THE BORDERS OF DOMINICANIDAD: Race, Nation, and Archives of Contradiction (Duke University Press, 2016)
by Lorgia Garcia-Peña (Harvard University)
WE DREAM TOGETHER: Dominican Independence, Haiti, and the Fight for Caribbean Freedom (Duke University Press, 2016)
by Anne Eller (Yale University)
A reading & dialogue
Presented by Prof. Sharina Maillo-Pozo (SUNY-New Paltz)
Books will be available for sale.
About the books:
In THE BORDERS OF DOMINICANIDAD, Lorgia García-Peña explores the ways official narratives and histories have been projected onto racialized Dominican bodies as a means of sustaining the nation’s borders. García-Peña constructs a genealogy of dominicanidad that highlights how Afro-Dominicans, ethnic Haitians, and Dominicans living abroad have contested these dominant narratives and their violent, silencing, and exclusionary effects. Centering the role of U.S. imperialism in drawing racial borders between Haiti, the Dominican Republic, and the United States, she analyzes musical, visual, artistic, and literary representations of foundational moments in the history of the Dominican Republic: the murder of three girls and their father in 1822; the criminalization of Afro-religious practice during the U.S. occupation between 1916 and 1924; the massacre of more than 20,000 people on the Dominican-Haitian border in 1937; and the 2010 earthquake in Haiti.
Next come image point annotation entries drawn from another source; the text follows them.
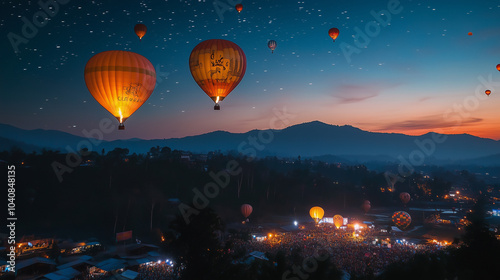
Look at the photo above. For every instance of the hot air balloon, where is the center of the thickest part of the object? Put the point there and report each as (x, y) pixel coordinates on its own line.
(405, 197)
(120, 81)
(334, 33)
(317, 213)
(238, 7)
(217, 66)
(366, 206)
(246, 210)
(401, 219)
(272, 45)
(140, 30)
(338, 221)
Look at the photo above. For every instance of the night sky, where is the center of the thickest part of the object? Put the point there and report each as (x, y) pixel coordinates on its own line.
(418, 72)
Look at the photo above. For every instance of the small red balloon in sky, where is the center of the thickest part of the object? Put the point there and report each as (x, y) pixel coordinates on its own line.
(239, 7)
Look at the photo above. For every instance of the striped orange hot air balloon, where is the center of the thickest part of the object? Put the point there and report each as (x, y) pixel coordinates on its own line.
(217, 66)
(338, 221)
(120, 81)
(140, 30)
(334, 33)
(317, 213)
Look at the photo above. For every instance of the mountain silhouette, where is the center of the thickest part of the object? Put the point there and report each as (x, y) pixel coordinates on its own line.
(312, 139)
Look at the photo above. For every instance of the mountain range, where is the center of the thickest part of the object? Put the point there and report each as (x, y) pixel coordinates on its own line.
(308, 140)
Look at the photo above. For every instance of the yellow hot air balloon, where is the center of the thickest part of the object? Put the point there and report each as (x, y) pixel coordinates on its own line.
(317, 213)
(217, 66)
(120, 81)
(338, 221)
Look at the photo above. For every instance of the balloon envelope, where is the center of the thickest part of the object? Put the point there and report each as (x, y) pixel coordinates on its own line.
(217, 66)
(338, 221)
(405, 197)
(246, 210)
(334, 33)
(317, 213)
(140, 30)
(120, 81)
(401, 219)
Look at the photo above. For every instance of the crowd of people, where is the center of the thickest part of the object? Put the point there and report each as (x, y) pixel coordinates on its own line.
(356, 251)
(156, 271)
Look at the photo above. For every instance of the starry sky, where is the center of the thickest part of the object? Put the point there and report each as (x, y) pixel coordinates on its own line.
(414, 71)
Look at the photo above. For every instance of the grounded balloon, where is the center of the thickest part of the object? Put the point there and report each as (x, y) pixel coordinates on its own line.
(405, 197)
(140, 30)
(217, 66)
(317, 213)
(272, 45)
(246, 210)
(120, 81)
(401, 219)
(239, 7)
(338, 221)
(334, 33)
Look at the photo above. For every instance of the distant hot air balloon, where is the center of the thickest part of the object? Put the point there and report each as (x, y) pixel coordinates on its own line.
(338, 221)
(272, 45)
(317, 213)
(217, 66)
(239, 7)
(120, 81)
(334, 33)
(401, 219)
(366, 206)
(405, 197)
(140, 30)
(246, 210)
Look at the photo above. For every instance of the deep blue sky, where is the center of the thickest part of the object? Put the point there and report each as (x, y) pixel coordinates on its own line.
(418, 74)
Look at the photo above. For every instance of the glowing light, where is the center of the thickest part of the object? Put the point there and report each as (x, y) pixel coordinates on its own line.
(121, 115)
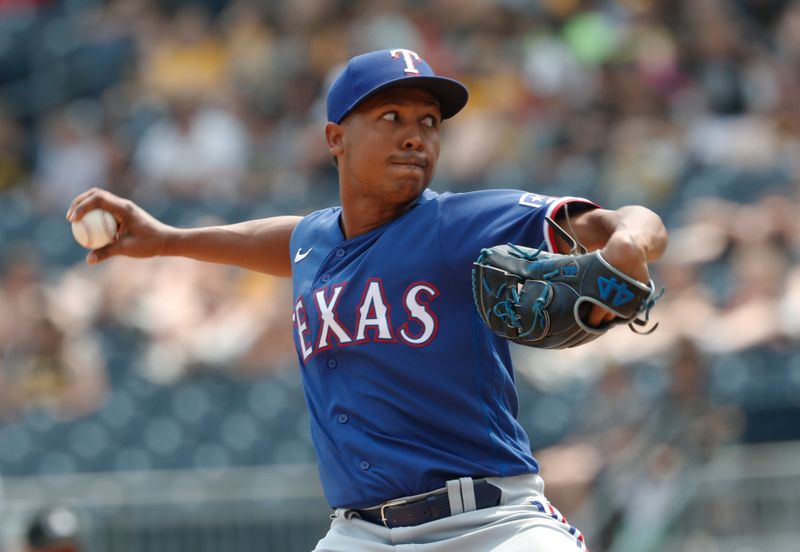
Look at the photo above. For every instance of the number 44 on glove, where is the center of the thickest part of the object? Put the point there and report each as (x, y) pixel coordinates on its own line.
(542, 299)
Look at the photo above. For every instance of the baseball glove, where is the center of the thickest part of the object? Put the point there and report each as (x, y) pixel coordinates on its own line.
(542, 299)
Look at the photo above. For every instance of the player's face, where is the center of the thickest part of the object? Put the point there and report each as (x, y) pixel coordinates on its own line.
(390, 143)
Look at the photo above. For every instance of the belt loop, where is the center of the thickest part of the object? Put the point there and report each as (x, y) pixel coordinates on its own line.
(468, 494)
(454, 494)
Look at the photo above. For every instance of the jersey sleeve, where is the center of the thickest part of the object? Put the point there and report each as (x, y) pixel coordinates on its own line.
(474, 220)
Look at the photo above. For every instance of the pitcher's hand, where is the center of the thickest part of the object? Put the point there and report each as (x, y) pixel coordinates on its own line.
(139, 234)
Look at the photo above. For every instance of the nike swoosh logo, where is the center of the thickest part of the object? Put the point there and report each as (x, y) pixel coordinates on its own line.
(300, 256)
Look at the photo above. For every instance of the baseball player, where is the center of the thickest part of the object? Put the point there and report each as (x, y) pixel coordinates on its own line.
(412, 398)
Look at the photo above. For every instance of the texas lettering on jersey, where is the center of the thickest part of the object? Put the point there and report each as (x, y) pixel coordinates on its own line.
(373, 321)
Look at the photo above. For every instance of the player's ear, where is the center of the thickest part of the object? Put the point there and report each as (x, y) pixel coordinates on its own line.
(334, 134)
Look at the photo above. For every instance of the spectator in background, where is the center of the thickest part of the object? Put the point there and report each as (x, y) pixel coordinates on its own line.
(12, 158)
(196, 151)
(54, 529)
(71, 153)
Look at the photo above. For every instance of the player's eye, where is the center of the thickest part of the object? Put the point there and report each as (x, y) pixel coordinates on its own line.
(430, 121)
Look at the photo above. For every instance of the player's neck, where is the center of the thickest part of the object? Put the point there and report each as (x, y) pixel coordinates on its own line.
(361, 215)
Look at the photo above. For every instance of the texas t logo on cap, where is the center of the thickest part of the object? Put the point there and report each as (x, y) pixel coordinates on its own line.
(368, 73)
(409, 57)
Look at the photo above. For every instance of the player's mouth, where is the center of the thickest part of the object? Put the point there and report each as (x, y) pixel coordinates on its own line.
(410, 161)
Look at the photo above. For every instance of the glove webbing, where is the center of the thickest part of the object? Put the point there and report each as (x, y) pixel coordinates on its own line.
(505, 310)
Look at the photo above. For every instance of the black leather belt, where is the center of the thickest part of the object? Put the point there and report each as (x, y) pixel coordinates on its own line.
(408, 514)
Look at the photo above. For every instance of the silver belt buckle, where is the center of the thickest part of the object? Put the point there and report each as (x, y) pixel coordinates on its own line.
(389, 504)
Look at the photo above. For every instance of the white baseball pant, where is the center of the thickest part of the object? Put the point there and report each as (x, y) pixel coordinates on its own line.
(524, 521)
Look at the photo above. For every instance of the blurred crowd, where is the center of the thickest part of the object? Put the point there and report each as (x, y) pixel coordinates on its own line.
(213, 110)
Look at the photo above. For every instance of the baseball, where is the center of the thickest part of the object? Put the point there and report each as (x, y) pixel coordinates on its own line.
(96, 229)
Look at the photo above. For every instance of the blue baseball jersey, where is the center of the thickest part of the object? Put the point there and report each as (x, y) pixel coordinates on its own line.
(406, 386)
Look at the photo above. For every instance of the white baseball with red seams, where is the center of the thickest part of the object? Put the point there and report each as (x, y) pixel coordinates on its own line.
(96, 229)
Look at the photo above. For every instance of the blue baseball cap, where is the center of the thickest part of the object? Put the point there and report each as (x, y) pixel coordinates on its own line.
(368, 73)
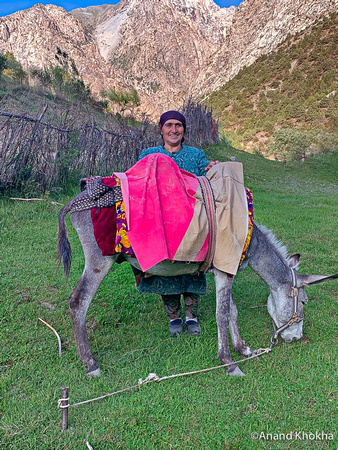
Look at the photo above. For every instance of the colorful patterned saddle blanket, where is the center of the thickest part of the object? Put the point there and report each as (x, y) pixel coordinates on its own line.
(165, 205)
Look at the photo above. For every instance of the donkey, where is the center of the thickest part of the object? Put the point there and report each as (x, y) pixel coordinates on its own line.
(265, 255)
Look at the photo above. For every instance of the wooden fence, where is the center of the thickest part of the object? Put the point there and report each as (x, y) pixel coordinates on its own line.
(33, 152)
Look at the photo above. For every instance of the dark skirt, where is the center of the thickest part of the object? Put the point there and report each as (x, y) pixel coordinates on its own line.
(195, 284)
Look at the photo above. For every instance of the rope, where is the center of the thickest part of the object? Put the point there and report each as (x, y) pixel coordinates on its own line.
(153, 377)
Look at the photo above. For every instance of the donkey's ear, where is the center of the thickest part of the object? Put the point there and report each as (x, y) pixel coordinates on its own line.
(294, 261)
(307, 280)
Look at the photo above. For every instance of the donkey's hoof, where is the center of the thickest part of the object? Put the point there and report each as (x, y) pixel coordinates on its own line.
(94, 373)
(235, 372)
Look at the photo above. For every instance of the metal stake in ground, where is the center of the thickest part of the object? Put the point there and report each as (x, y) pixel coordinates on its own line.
(64, 405)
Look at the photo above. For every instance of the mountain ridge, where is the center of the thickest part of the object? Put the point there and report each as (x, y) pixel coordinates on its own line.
(168, 51)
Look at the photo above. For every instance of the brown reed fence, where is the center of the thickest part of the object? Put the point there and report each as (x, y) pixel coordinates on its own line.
(39, 155)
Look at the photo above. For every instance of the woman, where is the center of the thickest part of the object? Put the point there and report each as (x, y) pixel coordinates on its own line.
(172, 127)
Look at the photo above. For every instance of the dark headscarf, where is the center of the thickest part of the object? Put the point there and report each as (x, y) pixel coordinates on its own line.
(172, 115)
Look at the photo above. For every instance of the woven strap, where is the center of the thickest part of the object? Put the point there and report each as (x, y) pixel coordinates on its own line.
(209, 204)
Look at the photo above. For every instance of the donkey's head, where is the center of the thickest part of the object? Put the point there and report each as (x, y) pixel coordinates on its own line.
(287, 300)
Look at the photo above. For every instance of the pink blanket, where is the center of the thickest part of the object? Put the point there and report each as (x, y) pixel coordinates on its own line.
(160, 207)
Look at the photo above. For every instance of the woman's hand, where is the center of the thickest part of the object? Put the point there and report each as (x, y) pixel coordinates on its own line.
(211, 164)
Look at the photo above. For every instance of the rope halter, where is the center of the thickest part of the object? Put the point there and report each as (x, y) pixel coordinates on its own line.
(295, 318)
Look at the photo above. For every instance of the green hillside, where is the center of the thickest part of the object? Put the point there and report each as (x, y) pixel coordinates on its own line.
(294, 86)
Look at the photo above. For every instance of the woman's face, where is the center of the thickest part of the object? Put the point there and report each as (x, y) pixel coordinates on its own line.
(172, 132)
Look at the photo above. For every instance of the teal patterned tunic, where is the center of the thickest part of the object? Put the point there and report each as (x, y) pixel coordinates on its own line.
(192, 160)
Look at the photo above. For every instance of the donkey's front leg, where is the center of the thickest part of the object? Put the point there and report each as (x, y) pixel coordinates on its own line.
(223, 294)
(79, 302)
(96, 268)
(238, 344)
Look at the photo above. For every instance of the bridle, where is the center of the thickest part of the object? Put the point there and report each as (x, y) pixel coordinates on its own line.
(295, 318)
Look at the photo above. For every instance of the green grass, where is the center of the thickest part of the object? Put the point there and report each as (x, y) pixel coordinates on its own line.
(291, 389)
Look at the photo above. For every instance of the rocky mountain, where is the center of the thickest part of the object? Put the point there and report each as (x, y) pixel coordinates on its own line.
(35, 35)
(167, 49)
(158, 47)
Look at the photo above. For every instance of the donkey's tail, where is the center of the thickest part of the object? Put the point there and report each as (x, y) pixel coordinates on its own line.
(63, 247)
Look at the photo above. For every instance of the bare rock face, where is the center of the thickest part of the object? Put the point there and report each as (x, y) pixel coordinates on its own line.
(33, 36)
(168, 50)
(158, 47)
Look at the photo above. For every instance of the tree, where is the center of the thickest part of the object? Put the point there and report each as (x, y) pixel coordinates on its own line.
(14, 68)
(3, 63)
(123, 99)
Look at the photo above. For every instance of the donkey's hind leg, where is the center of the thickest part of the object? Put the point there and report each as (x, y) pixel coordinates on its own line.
(96, 268)
(238, 344)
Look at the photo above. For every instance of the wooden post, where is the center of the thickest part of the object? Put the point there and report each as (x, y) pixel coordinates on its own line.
(65, 402)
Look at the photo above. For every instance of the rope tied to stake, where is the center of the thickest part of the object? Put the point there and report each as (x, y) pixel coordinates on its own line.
(152, 377)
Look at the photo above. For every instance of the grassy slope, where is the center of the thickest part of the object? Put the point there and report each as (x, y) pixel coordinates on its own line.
(289, 87)
(291, 389)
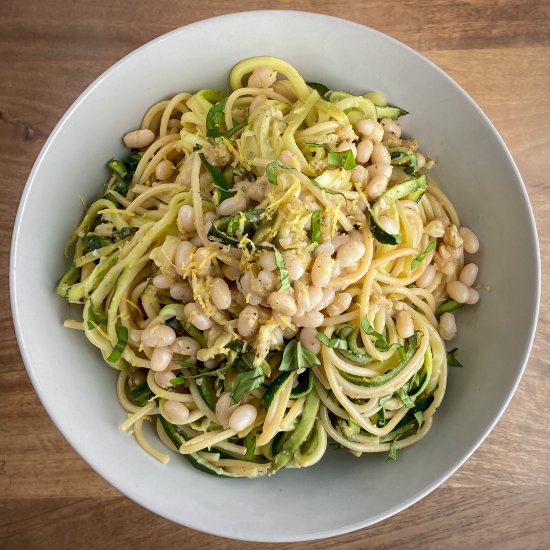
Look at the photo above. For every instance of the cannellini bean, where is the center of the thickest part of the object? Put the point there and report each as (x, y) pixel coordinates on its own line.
(220, 294)
(158, 336)
(350, 253)
(404, 324)
(308, 340)
(196, 316)
(224, 409)
(447, 326)
(183, 254)
(427, 277)
(138, 139)
(325, 248)
(175, 412)
(163, 281)
(186, 218)
(202, 260)
(468, 274)
(185, 345)
(321, 272)
(471, 242)
(473, 298)
(267, 261)
(294, 265)
(242, 417)
(282, 302)
(391, 126)
(162, 378)
(160, 358)
(247, 324)
(458, 291)
(232, 205)
(257, 102)
(341, 303)
(164, 170)
(364, 151)
(182, 292)
(313, 319)
(380, 154)
(262, 77)
(376, 186)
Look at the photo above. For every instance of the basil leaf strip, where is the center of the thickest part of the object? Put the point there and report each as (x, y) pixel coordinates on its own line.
(122, 333)
(283, 271)
(420, 258)
(223, 187)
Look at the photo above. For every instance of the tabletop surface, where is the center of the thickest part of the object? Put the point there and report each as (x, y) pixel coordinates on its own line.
(498, 50)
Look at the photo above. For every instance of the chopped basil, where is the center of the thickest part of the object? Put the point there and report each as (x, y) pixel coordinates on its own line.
(316, 226)
(447, 307)
(419, 418)
(245, 382)
(283, 271)
(343, 159)
(420, 258)
(222, 186)
(452, 361)
(407, 401)
(115, 355)
(95, 319)
(320, 88)
(295, 357)
(271, 170)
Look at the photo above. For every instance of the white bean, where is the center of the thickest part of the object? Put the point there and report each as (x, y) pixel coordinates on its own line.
(242, 417)
(220, 294)
(232, 205)
(341, 303)
(350, 254)
(364, 151)
(175, 412)
(164, 170)
(404, 324)
(312, 319)
(321, 272)
(427, 277)
(182, 292)
(185, 345)
(158, 336)
(162, 378)
(183, 254)
(163, 281)
(308, 340)
(282, 302)
(196, 316)
(262, 77)
(138, 139)
(447, 326)
(473, 298)
(458, 291)
(468, 274)
(186, 218)
(471, 242)
(247, 323)
(160, 358)
(380, 154)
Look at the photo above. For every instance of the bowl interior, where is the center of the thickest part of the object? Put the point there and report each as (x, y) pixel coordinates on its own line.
(342, 492)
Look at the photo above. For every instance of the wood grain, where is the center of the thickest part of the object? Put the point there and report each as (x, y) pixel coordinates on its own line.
(499, 51)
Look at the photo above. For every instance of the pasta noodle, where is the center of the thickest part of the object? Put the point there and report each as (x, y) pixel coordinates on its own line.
(270, 268)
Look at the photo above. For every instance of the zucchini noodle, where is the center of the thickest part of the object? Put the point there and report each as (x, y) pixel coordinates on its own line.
(270, 269)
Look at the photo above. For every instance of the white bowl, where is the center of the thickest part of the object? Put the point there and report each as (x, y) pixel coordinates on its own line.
(342, 493)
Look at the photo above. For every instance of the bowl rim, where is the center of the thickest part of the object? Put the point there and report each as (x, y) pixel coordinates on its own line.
(120, 484)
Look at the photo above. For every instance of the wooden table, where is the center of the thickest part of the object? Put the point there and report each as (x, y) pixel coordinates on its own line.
(499, 51)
García-Peña also considers the contemporary emergence of a broader Dominican consciousness among artists and intellectuals that offers alternative perspectives to questions of identity as well as the means to make audible the voices of long-silenced Dominicans.
In WE DREAM TOGETHER, Anne Eller breaks with dominant narratives of conflict between the Dominican Republic and Haiti by tracing the complicated history of Dominican emancipation and independence between 1822 and 1865. Eller moves beyond the small body of writing by Dominican elites that often narrates Dominican nationhood to craft inclusive, popular histories of identity, community, and freedom, summoning sources that range from trial records and consul reports to poetry and song. Rethinking Dominican relationships with their communities, the national project, and the greater Caribbean, Eller shows how popular anticolonial resistance was anchored in a rich and complex political culture. Haitians and Dominicans fostered a common commitment to Caribbean freedom, the abolition of slavery, and popular democracy, often well beyond the reach of the state. By showing how the island’s political roots are deeply entwined, and by contextualizing this history within the wider Atlantic world, Eller demonstrates the centrality of Dominican anticolonial struggles for understanding independence and emancipation throughout the Caribbean and the Americas.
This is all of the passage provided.